The minutes also quote Danny Hass, head of the Interior Ministry's research department, as saying, "this is a sensitive issue due to the war between Ethiopia and Eritrea, and it's hard to get answers about what happens to those refugees who return once they land at the airport."

Yet none of this is mentioned in the briefs the ministry files in court. In response to one Eritrean's petition against his deportation, for instance, the ministry wrote simply that "even if the petitioner lost his Ethiopian citizenship at some point, he can, under Article 3 of the new Ethiopian citizenship law, reacquire Ethiopian citizenship if one of his parents (in this case, the petitioner's mother ) is Ethiopian."

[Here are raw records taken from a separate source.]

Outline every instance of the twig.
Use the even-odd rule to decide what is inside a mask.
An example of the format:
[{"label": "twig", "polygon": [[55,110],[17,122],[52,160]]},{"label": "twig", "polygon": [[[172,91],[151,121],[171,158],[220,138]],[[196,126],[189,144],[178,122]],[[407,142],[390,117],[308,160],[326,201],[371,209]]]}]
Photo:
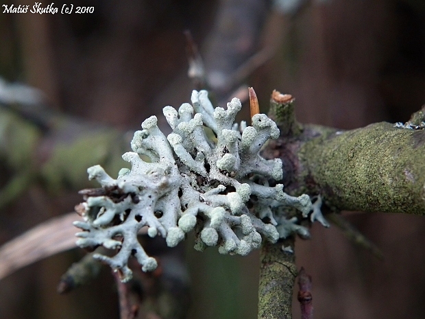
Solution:
[{"label": "twig", "polygon": [[[291,319],[292,293],[297,276],[295,239],[264,243],[260,257],[258,319]],[[282,247],[288,247],[285,251]]]},{"label": "twig", "polygon": [[87,254],[81,260],[73,263],[60,277],[57,288],[59,294],[69,292],[97,276],[102,263],[93,258],[93,254]]},{"label": "twig", "polygon": [[304,267],[300,270],[298,277],[298,301],[301,306],[301,319],[313,319],[313,297],[311,296],[311,276],[306,273]]},{"label": "twig", "polygon": [[369,251],[378,259],[382,260],[384,259],[384,254],[379,247],[356,229],[344,216],[333,213],[328,214],[326,218],[338,227],[350,241]]},{"label": "twig", "polygon": [[0,279],[38,260],[75,247],[75,213],[49,220],[0,247]]},{"label": "twig", "polygon": [[253,88],[248,88],[250,91],[250,107],[251,109],[251,117],[260,113],[260,106],[258,99]]},{"label": "twig", "polygon": [[134,319],[137,316],[138,307],[136,305],[132,306],[130,301],[130,292],[126,283],[122,283],[118,272],[112,271],[117,287],[118,298],[119,300],[119,318],[121,319]]}]

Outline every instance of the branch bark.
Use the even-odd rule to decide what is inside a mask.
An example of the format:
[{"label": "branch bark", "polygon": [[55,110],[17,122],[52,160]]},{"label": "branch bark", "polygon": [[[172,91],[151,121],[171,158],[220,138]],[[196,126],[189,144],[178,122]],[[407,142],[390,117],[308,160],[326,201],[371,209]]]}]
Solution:
[{"label": "branch bark", "polygon": [[287,192],[320,194],[333,211],[425,215],[425,130],[386,122],[347,131],[301,126],[292,103],[272,97],[284,134],[266,150],[283,161]]},{"label": "branch bark", "polygon": [[[282,247],[291,247],[282,251]],[[264,243],[260,257],[258,319],[292,318],[292,293],[297,276],[293,237],[276,244]]]}]

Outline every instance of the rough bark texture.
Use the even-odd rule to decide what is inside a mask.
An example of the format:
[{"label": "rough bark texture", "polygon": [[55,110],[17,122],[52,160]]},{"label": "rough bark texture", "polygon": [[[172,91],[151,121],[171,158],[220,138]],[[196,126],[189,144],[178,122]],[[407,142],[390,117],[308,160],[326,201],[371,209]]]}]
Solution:
[{"label": "rough bark texture", "polygon": [[299,178],[335,210],[424,215],[424,154],[425,130],[377,123],[305,143]]},{"label": "rough bark texture", "polygon": [[294,238],[276,244],[265,242],[260,257],[258,318],[289,319],[292,318],[292,293],[297,276],[293,252],[282,251],[284,247],[294,249]]},{"label": "rough bark texture", "polygon": [[386,122],[348,131],[303,126],[293,102],[276,99],[271,115],[284,134],[265,156],[282,158],[287,192],[320,194],[334,211],[425,215],[425,130]]},{"label": "rough bark texture", "polygon": [[[302,126],[295,119],[293,99],[284,97],[272,94],[269,115],[280,137],[263,155],[282,159],[287,193],[320,195],[336,212],[425,215],[425,130],[385,122],[348,131]],[[423,108],[411,121],[424,118]],[[289,244],[293,247],[293,239],[285,246]],[[263,246],[259,318],[291,318],[294,263],[294,256],[282,252],[279,244]]]}]

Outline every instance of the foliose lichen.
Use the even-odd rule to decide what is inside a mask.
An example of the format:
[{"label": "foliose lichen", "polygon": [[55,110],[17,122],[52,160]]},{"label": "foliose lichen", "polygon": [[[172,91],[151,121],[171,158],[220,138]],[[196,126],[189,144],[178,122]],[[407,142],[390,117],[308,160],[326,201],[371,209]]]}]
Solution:
[{"label": "foliose lichen", "polygon": [[258,114],[252,126],[234,123],[239,99],[228,103],[227,110],[215,108],[206,91],[193,91],[191,102],[178,111],[164,108],[173,130],[167,137],[156,117],[143,121],[131,142],[133,152],[122,156],[131,169],[122,169],[117,179],[101,166],[88,169],[101,188],[80,192],[84,202],[76,211],[84,222],[74,223],[83,231],[76,234],[77,245],[116,249],[113,257],[94,257],[119,271],[123,281],[132,277],[131,256],[144,271],[157,266],[137,239],[142,227],[151,237],[165,238],[170,247],[195,229],[195,249],[219,246],[222,254],[245,255],[260,247],[262,237],[276,242],[294,233],[308,237],[296,217],[287,216],[288,208],[303,217],[313,210],[311,220],[326,223],[308,196],[290,196],[276,184],[282,178],[280,159],[260,156],[266,141],[279,137],[272,120]]}]

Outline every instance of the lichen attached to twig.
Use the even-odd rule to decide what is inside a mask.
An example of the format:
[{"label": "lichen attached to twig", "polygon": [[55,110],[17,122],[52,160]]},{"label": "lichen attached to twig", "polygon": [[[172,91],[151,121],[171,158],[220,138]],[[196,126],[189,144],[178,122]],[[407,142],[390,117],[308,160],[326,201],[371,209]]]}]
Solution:
[{"label": "lichen attached to twig", "polygon": [[[218,245],[221,253],[241,255],[259,248],[262,237],[276,242],[293,233],[308,235],[287,212],[294,207],[306,217],[313,209],[310,198],[284,193],[283,185],[276,184],[282,177],[281,160],[259,154],[269,138],[279,137],[276,124],[264,114],[252,117],[252,126],[234,123],[241,108],[236,98],[226,110],[215,108],[206,91],[194,91],[191,102],[178,111],[164,108],[173,129],[167,137],[155,116],[143,121],[132,141],[133,152],[123,155],[132,168],[122,169],[117,179],[99,165],[88,169],[101,188],[80,192],[84,202],[76,210],[84,221],[75,222],[83,230],[77,244],[117,249],[112,257],[94,257],[119,271],[124,281],[132,276],[130,256],[144,271],[157,266],[137,240],[144,226],[170,247],[195,229],[196,249]],[[315,209],[315,219],[321,222],[319,215]]]}]

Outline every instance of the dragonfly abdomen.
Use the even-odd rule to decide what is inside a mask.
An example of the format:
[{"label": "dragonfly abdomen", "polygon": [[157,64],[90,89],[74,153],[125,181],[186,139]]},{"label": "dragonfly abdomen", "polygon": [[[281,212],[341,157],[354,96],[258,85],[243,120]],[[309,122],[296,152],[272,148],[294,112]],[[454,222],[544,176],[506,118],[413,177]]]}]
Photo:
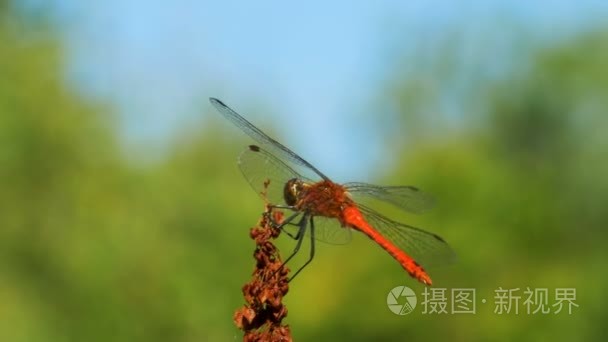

Yonatan Berman, outgoing legal advisor for the Hotline for Migrant Workers and one of the attorneys representing that petitioner, said, "the minutes constitute evidence that the Interior Ministry is concealing information that could have led to different conclusions about the legal possibility of deporting people."

Attorney Yuval Livnat of Tel Aviv University's refugee rights clinic termed the minutes "extremely disturbing. The Interior Ministry tells the courts over and over that Ethiopians of Eritrean origin can return to Ethiopia without fear, but in private it admits there's no certainty regarding the treatment that awaits them."

In another case, Judge Rami Amir noted two other problems with the ministry's position. First, he said, neither the Justice Ministry's international department nor any expert on Ethiopian law has confirmed that the new law means what the Interior Ministry says it does.

Moreover, another article in the law states that anyone with citizenship in another country shall be viewed as if he had given up his Ethiopian citizenship, unless he waives his foreign citizenship within a year of reaching his majority. That would seem to preclude most Eritrean asylum-seekers from acquiring Ethiopian citizenship under this law.

The Interior Ministry responded that it stands by its right to deport any Eritrean who has or could acquire citizenship in any other country, including Ethiopia. The fact that an asylum seeker also has Eritrean citizenship "does not entitle him to immunity" from deportation, it said.